We used the Youden Index to calculate the threshold that we will use to print the metrics of the final model.

#### Final model

Finally, we will show the accuracy, the precision, the recall and the f1-score of this last model using the test data to measure its performance.

```
def print_metrics(predictions, y_test):
labels = ['fresh', 'rotten']
##metrics
acc = accuracy_score(y_test, predictions)
prec = precision_score(y_test, predictions)
rec = recall_score(y_test, predictions)
f1 = f1_score(y_test, predictions)
cm = confusion_matrix(y_test, predictions, normalize='true')
print(f'Accuracy:{acc}')
print(f'Precision:{prec}')
print(f'Recall:{rec}')
print(f'F1-score:{f1}')
ax= plt.subplot()
sns.heatmap(cm, annot=True, linewidths=.5, cmap=plt.cm.Blues)
## labels, title and ticks
ax.set_xlabel('Predicted labels')
ax.set_ylabel('True labels');
ax.set_title('Confusion Matrix')
ax.xaxis.set_ticklabels(labels)
ax.yaxis.set_ticklabels(labels);
```

```
predictions = np.where(cnn_model.predict(x_keras_test) > best_cnn_threshold, 1, 0)
print_metrics(predictions, y_keras_test)
```

```
Accuracy:0.9759036144578314
Precision:0.9865092748735245
Recall:0.9733777038269551
F1-score:0.9798994974874372
```

The final results are practically the same obtained in the training using the validation set.

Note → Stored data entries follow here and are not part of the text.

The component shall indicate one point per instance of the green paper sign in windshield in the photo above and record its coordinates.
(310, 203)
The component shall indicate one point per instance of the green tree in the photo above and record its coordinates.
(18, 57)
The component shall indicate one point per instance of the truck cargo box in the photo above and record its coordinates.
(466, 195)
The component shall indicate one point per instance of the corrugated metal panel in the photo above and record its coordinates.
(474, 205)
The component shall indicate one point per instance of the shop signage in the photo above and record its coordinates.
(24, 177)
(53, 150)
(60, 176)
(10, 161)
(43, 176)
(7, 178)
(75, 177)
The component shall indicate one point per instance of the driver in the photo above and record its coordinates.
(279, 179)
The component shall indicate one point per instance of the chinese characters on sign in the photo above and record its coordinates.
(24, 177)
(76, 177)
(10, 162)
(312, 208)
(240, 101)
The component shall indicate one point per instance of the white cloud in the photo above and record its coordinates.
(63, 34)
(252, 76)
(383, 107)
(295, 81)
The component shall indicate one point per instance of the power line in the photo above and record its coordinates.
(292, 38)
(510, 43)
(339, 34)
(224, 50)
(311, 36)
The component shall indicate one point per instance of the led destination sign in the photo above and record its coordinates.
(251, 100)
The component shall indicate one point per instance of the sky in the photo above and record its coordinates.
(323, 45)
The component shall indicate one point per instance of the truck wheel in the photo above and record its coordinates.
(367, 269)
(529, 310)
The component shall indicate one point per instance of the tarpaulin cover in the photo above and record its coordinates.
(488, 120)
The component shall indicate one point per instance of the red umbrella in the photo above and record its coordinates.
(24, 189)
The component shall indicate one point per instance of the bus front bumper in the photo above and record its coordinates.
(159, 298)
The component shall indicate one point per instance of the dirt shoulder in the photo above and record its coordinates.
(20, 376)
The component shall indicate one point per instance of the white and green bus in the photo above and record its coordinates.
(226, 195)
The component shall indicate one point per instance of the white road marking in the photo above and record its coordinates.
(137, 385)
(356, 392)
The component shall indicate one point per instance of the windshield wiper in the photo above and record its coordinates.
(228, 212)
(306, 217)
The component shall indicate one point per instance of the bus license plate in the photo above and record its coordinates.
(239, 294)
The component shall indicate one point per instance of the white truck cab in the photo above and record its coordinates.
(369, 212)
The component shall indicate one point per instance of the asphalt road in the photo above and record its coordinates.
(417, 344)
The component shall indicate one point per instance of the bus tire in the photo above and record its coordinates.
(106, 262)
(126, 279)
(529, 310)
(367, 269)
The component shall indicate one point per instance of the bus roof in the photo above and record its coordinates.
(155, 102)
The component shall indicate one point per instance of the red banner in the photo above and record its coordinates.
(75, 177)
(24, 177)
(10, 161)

With an accuracy of 97.59% and a good performance thanks to using the graphics card, we can say that we built an excellent model that would be able to work with real data. We see that the slight difference between the number of fresh and rotten apples hasn't affected the training as we achieved a great f1-score.

However, we shouldn't discard the other ones if we hadn't the CNN, especially the Random Forest and the Support Vector Classifier, as both achieved an acceptable accuracy over the 80% and a good ROC AUC score. Besides, to be able to train and compare the models in a reasonable time, we had ought to work in grayscale, removing two channels of color. That surely had an impact on the performance of these models. We have also limited the number of hyperparameters to tune for this reason. It would be interesting in the subsequent work to train these same models with all the three channels and to tune the hyperparameters to get the most out of them.

As a final conclusion, this comparison shows the potential of the Convolutional Neural Networks and why it's vastly used nowadays in computer vision.